Na pág. 166 de uma publicação do BNDES, a “contribuição” da Booz-Allen está explicitamente citada:
Uma análise de como a turma da versátil Booz-Allen teve robusta influência na modelagem do sistema financeiro nacional (leia-se, menos bancos públicos, conforme o cânone da concepção de Estado mínimo) pode ser avaliada e aqui:
http://www.lume.ufrgs.br/bitstream/handle/10183/3391/000337454.pdf?sequence=1
Um fato curioso e que não pode ser desconsiderado na avaliação criteriosa de uma incontornável CPI sobre o assunto: a ex-embaixadora dos Estados Unidos no Brasil Donna Hrinack, tão logo se despediu do cargo no país, sentou-se na cadeira de assessora qualificada da Kroll.
A Kroll, como se sabe, é uma empresa internacional de espionagem que operou a serviço de Daniel Dantas e de seu fundo, o Opportunity.
Trata-se, coincidentemente, de um dos braços financeiros mais importantes do processo de privatização no Brasil, estreitamente associado ao Citybank e, claro, a toda a “carteira” de acionistas que injetou dinheiro na farra neoliberal dos anos 90.
A Kroll foi usada para bisbilhotar autoridades e chegou a espionar ministros do governo Lula, como ficou evidente com a Operação Chacal, da Polícia Federal, deflagrada em 2004.

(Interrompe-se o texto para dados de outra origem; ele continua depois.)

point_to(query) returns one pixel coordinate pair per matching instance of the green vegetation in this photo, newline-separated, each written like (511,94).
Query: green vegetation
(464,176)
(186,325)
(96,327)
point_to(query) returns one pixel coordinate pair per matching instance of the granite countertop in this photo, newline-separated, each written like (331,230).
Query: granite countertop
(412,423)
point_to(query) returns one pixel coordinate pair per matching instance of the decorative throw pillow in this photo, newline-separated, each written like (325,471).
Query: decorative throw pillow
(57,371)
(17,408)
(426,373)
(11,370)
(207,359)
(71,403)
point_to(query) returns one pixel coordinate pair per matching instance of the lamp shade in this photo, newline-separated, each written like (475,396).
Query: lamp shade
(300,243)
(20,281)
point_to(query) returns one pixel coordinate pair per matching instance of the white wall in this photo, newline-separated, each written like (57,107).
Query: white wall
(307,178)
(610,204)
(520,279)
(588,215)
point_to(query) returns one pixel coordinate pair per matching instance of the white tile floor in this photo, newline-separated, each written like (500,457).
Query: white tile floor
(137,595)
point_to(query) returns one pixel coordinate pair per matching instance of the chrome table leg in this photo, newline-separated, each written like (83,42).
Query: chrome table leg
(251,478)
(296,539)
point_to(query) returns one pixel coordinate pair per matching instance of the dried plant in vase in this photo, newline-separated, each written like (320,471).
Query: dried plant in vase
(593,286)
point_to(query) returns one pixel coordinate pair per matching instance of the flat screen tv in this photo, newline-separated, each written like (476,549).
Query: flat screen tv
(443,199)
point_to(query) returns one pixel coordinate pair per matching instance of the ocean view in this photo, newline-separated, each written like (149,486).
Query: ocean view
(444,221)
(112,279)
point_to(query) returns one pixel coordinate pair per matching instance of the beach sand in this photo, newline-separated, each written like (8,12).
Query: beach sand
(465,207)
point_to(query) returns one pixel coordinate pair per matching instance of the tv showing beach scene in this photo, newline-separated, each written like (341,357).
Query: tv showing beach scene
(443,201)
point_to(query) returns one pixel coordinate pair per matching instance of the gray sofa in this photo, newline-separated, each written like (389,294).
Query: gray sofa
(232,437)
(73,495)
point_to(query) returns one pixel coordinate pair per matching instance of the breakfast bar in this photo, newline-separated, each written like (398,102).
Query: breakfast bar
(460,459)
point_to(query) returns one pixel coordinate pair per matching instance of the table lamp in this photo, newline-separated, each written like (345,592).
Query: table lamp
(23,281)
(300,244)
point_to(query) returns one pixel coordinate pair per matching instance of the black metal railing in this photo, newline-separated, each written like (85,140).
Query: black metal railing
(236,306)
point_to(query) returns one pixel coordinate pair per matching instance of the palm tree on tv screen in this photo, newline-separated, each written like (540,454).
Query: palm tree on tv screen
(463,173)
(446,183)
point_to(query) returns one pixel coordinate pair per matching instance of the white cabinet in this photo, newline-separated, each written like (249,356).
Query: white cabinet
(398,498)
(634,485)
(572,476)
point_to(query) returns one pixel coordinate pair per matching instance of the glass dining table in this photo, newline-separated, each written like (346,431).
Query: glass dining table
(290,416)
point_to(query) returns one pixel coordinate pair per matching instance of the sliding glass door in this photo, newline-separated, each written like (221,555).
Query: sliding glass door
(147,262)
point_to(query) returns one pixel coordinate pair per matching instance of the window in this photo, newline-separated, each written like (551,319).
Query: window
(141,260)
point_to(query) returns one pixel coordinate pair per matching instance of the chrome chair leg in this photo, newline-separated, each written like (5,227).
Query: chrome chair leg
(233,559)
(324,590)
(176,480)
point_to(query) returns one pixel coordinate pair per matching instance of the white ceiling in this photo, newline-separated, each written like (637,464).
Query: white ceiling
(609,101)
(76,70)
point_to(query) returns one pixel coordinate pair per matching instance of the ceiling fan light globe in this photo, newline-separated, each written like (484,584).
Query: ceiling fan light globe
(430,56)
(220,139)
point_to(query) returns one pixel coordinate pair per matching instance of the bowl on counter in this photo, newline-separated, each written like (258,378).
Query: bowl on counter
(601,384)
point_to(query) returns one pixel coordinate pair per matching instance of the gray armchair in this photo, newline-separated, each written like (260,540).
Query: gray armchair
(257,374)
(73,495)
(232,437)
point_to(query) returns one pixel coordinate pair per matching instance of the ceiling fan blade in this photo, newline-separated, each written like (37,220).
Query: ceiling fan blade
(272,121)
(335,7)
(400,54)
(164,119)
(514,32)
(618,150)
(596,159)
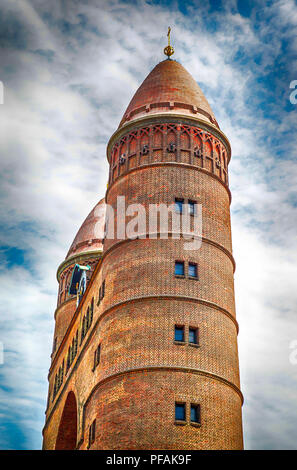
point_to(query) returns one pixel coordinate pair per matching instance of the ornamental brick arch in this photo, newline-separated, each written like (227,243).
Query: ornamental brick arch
(67,433)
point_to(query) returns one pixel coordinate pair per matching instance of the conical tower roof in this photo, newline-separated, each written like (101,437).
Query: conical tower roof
(169,88)
(89,236)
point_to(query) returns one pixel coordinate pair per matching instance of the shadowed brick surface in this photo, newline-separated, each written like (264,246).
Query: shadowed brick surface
(142,371)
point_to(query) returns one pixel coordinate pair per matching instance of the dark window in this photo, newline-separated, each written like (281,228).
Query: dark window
(195,413)
(97,356)
(193,272)
(193,335)
(192,207)
(180,411)
(92,433)
(101,292)
(179,333)
(179,205)
(179,268)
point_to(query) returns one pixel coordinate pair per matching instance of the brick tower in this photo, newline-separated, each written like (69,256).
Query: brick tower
(153,341)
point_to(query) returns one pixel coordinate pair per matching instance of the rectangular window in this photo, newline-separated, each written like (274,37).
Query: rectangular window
(179,268)
(179,333)
(193,271)
(179,205)
(97,356)
(192,207)
(92,432)
(180,411)
(195,413)
(193,335)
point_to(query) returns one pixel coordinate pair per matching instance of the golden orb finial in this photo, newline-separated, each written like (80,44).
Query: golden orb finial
(168,50)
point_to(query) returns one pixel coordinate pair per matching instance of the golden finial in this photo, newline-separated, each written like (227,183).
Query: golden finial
(168,50)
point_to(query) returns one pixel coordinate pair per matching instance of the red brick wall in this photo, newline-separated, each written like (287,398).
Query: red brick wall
(134,324)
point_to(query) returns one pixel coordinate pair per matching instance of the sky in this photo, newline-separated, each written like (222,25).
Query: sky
(69,69)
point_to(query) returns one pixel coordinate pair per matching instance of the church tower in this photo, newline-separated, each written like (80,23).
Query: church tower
(146,355)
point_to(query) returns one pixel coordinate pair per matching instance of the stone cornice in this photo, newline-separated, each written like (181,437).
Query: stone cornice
(179,164)
(75,258)
(161,118)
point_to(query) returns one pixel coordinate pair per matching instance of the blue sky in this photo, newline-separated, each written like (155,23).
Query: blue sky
(69,70)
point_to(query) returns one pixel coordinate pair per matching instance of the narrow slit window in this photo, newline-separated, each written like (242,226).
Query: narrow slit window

Como se vê, as revelações de Snowden, ao contrário do que sugere a nota de FHC, definitivamente, não deveriam soar como algo inusitado aos círculos do poder, em Brasília. Se assim são tratadas, há razões adicionais para suspeitar que um imenso pano quente será providenciado para evitar que as sombras fiquem expostas à luz.
A questão, repita-se, não se esgota em manifestar a indignação nacional pelo que Snowden denunciou.
O que verdadeiramente não se pode mais adiar é a investigação pública do que foi espionado, com que finalidade e a mando de quem.
Isso quem faz é uma Comissão Parlamentar de Inquérito.